If you want rain in Durban‚ schedule a cricket match

General views of the venue after persistent rain during the RAM SLAM T20 Challenge match between Hollywoodbets Dolphins and Warriors at Sahara Stadium Kingsmead on November 22, 2017 in Durban.
General views of the venue after persistent rain during the RAM SLAM T20 Challenge match between Hollywoodbets Dolphins and Warriors at Sahara Stadium Kingsmead on November 22, 2017 in Durban.
Image: Anesh Debiky/Gallo Images

It’s an old joke heard wherever cricket is played‚ but these days it seems to be told more often in Durban than anywhere else: if you want rain‚ schedule a cricket match.

All things being equal‚ six days of franchise cricket should have been played at Kingsmead by this stage of the 2017-18 season.

Instead‚ the weather has allowed only half as many.

By way of comparison‚ the Wanderers has had eight days of franchise cricket this season; one fewer than planned.

But that was because the Titans needed only three days to beat the Lions there in October.

The weather and cricket have long been at odds in Durban‚ where bad light towards the end of the day has prompted the start of play in tests to be moved to as early as 9am.

That made it difficult to tell who was more startled: opening batsmen who had to deal with exponentially more early moisture‚ or reporters who had an aversion to spicy food being presented with an array of Kingsmead’s famous curries for lunch at 11am.

Durban’s latest disappointment pelted from the skies on Wednesday‚ when the Dolphins’ T20 game against the Warriors was abandoned without a ball bowled.

Last Friday’s T20 suffered the same fate.

The KwaZulu-Natalians’ opponents that day were the Knights‚ who were also stuck in the dressingroom playing cards for a whole day of their first-class fixture at Kingsmead in September.

“You have to accept that there will be washouts‚” Dolphins chief executive Heinrich Strydom said on Thursday‚ his voice heavy with frustration still dripping from the previous evening.

“The irony is‚ Saturday was sun‚ Sunday was sun‚ Monday was sun‚ Tuesday was sun …”

Strydom was appointed in May‚ and “I’m still waiting for my first [T20] home game”.

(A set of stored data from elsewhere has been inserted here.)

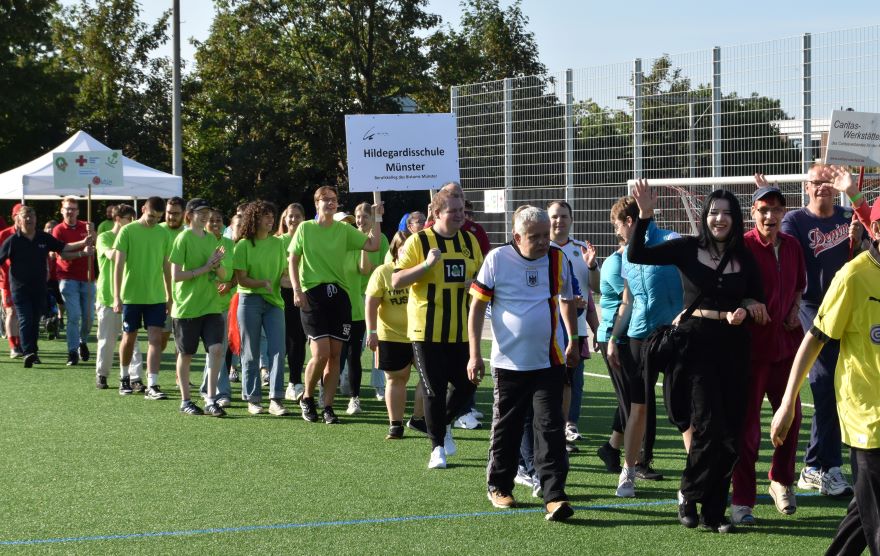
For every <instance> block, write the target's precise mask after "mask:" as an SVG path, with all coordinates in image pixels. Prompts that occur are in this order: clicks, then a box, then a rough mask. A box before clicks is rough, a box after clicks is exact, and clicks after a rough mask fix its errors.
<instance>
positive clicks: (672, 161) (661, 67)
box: [451, 26, 880, 257]
mask: <svg viewBox="0 0 880 556" xmlns="http://www.w3.org/2000/svg"><path fill="white" fill-rule="evenodd" d="M451 100H452V111H453V112H454V113H455V114H456V115H457V121H458V138H459V156H460V166H461V178H462V186H463V187H464V189H465V191H466V195H467V197H468V198H469V199H470V200H472V201H473V202H474V204H475V207H476V209H477V212H478V213H480V214H479V216H478V220H479V221H480V222H481V223H483V224H484V226H485V227H486V229H487V231H488V232H489V236H490V239H491V240H492V243H493V244H500V243H503V242H505V241H508V239H509V234H510V225H511V224H510V218H511V213H512V211H513V210H514V209H515V208H516V207H517V206H519V205H521V204H524V203H531V204H536V205H538V206H542V207H543V206H544V205H546V203H547V202H548V201H550V200H553V199H566V200H568V201H569V202H570V203H571V204H572V206H573V207H574V209H575V227H574V230H573V234H574V235H576V236H577V237H579V238H587V239H590V240H592V241H593V242H594V243H595V244H596V245H597V246H599V248H600V255H601V256H602V257H605V256H607V255H608V254H609V253H610V252H611V250H612V248H613V247H614V246H616V241H615V238H614V235H613V232H612V228H611V226H610V224H609V209H610V208H611V205H612V204H613V202H614V201H615V200H616V199H617V198H619V197H620V196H622V195H625V194H626V192H627V186H626V182H627V180H628V179H632V178H635V177H645V178H649V179H651V178H655V179H656V178H699V177H702V178H705V177H723V176H744V175H751V174H753V173H755V172H762V173H765V174H799V173H802V172H805V171H806V170H807V169H808V168H809V165H810V163H811V162H812V161H813V160H815V159H816V158H819V157H820V156H821V153H822V147H823V144H824V143H823V141H824V140H825V138H826V137H827V132H828V127H829V117H830V115H831V111H832V110H846V109H852V110H855V111H858V112H880V26H872V27H862V28H858V29H849V30H845V31H834V32H828V33H817V34H804V35H803V36H800V37H791V38H786V39H779V40H773V41H768V42H761V43H754V44H747V45H739V46H726V47H715V48H713V49H711V50H705V51H698V52H691V53H686V54H676V55H666V54H664V55H663V56H660V57H658V58H655V59H650V60H641V59H637V60H635V61H634V62H632V63H621V64H612V65H607V66H600V67H593V68H586V69H579V70H566V71H564V72H561V73H553V74H546V75H538V76H528V77H518V78H509V79H504V80H499V81H490V82H486V83H475V84H469V85H460V86H456V87H453V88H452V91H451ZM872 170H873V171H876V170H877V169H868V171H869V172H871V171H872ZM782 186H783V190H784V191H785V192H786V195H787V199H788V205H789V206H799V205H801V204H802V200H803V194H802V187H801V184H800V183H792V184H782ZM871 188H875V189H876V180H869V185H868V189H871ZM486 189H503V190H504V191H505V194H506V199H507V201H506V211H505V213H504V214H500V213H493V214H486V213H485V212H484V207H483V194H482V191H483V190H486ZM729 189H732V190H734V191H735V192H736V193H737V194H738V195H739V196H740V199H741V201H742V202H743V203H744V207H746V206H747V205H748V202H749V196H750V194H751V191H752V190H753V188H752V187H750V186H736V187H729ZM709 191H711V186H701V187H698V186H690V185H687V184H686V182H683V186H682V187H680V188H674V189H673V188H669V189H668V190H666V191H664V193H663V195H662V198H661V202H660V209H661V210H660V211H659V213H658V220H659V221H661V225H663V226H664V227H668V228H673V229H676V230H678V231H680V232H682V233H692V225H691V224H690V223H689V218H688V215H689V214H688V213H689V211H691V210H692V209H691V208H688V207H689V206H690V207H692V206H694V205H695V204H696V206H697V208H699V203H700V200H701V199H702V197H703V196H704V195H706V194H707V193H708V192H709ZM871 198H873V196H871Z"/></svg>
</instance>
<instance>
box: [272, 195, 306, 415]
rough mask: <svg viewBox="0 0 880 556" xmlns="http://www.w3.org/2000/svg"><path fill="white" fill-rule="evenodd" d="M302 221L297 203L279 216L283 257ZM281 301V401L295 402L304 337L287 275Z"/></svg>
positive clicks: (280, 234) (300, 369)
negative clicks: (283, 309)
mask: <svg viewBox="0 0 880 556" xmlns="http://www.w3.org/2000/svg"><path fill="white" fill-rule="evenodd" d="M305 217H306V209H305V208H304V207H303V206H302V205H301V204H299V203H290V204H289V205H287V208H286V209H284V212H282V213H281V218H279V219H278V231H276V232H275V235H276V236H278V237H279V238H281V244H282V246H283V248H284V252H285V253H287V249H288V248H289V247H290V242H291V241H293V234H294V233H295V232H296V229H297V228H298V227H299V225H300V224H301V223H302V221H303V220H305ZM281 297H282V299H284V324H285V346H286V348H287V369H288V372H289V373H290V379H289V380H288V382H287V390H286V391H285V393H284V397H285V398H286V399H288V400H291V401H296V402H298V401H299V400H300V398H302V393H303V385H302V367H303V364H304V363H305V361H306V334H305V332H303V329H302V320H300V314H299V307H297V306H296V305H294V304H293V284H292V283H291V281H290V276H289V275H288V274H287V273H285V275H284V276H282V277H281Z"/></svg>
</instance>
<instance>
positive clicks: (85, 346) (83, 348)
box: [79, 342, 92, 361]
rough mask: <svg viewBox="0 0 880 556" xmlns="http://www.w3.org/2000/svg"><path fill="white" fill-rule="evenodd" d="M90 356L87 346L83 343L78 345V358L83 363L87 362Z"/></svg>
mask: <svg viewBox="0 0 880 556" xmlns="http://www.w3.org/2000/svg"><path fill="white" fill-rule="evenodd" d="M91 356H92V353H91V352H90V351H89V346H87V345H86V343H85V342H80V343H79V358H80V359H81V360H83V361H88V360H89V357H91Z"/></svg>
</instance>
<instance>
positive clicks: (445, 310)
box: [395, 228, 483, 342]
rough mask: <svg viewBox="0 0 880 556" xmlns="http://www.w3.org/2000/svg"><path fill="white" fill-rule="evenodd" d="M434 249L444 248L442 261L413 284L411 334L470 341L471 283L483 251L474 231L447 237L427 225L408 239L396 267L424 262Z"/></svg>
mask: <svg viewBox="0 0 880 556" xmlns="http://www.w3.org/2000/svg"><path fill="white" fill-rule="evenodd" d="M434 248H437V249H439V250H440V253H441V256H440V261H439V262H437V263H436V264H435V265H434V266H432V267H431V268H430V269H429V270H428V272H426V273H425V274H424V275H423V276H422V277H421V278H419V280H418V281H417V282H415V283H414V284H412V285H411V286H410V293H409V301H408V302H407V336H408V337H409V339H410V341H413V342H467V341H468V334H467V317H468V295H467V286H468V285H469V283H470V281H471V280H473V279H474V278H475V277H476V276H477V271H479V270H480V265H482V264H483V254H482V252H481V251H480V246H479V244H478V243H477V240H476V238H475V237H474V236H473V234H471V233H470V232H462V231H459V232H458V233H457V234H455V235H454V236H452V237H450V238H445V237H443V236H440V235H437V234H435V233H434V230H433V228H425V229H424V230H422V231H421V232H418V233H416V234H413V235H411V236H410V237H409V238H408V239H407V240H406V243H405V244H404V245H403V247H402V248H401V249H400V253H399V254H398V259H397V264H396V265H395V270H403V269H407V268H412V267H414V266H418V265H420V264H424V262H425V259H426V257H427V255H428V252H429V251H430V250H431V249H434Z"/></svg>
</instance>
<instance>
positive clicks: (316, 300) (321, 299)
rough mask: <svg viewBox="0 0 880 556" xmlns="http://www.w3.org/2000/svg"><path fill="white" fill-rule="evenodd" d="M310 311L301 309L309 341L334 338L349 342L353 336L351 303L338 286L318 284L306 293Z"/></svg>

At least he wasn’t around for the debacle last August’s debacle‚ when more than three days of a test against New Zealand went unplayed because of a wet outfield.

So‚ what to do?

Are there silver linings in the dark clouds that seems to hang over Kingsmead whenever stumps are pitched?

“The weather patterns say we should play in February and March‚ but the best option might be to build a roof over the place‚” Strydom said‚ not entirely seriously.

“We’ve asked to play the first five [four-day] games away and host the next five. Then again‚ your facilities probably won’t be up to scratch to host five first-class games in a row.

“It’s something we’re thinking about but there’s not a lot we can do about it.”

It’s a mad idea‚ but what about moving the franchise?

Any takers for the Dannhauser Dolphins? Or the Drummond Dolphins?

Actually‚ if we want to take the rain out of the equation they should be the De Aar Dolphins.

Annual rainfall in De Aar is all of 196 millimetres. In Durban? A touch more at 1009 millimetres.

But moving a franchise means much more than a change of name. You can’t‚ for instance‚ put a cricket ground on the back of a truck.

What if the ground was already there?

Like the City Oval‚ easily among the country’s loveliest places to play cricket‚ in Pietermaritzburg‚ which is not quite 80 kilometres up the N3 from Durban.

Been there‚ done that‚ Strydom might have said: two days of the Dolphins match against the Lions there in October disappeared down the drains.

So‚ if you’re going to the cricket in Durban best you pack an umbrella.

And whatever you do don’t tell the weather gods there’s a game on.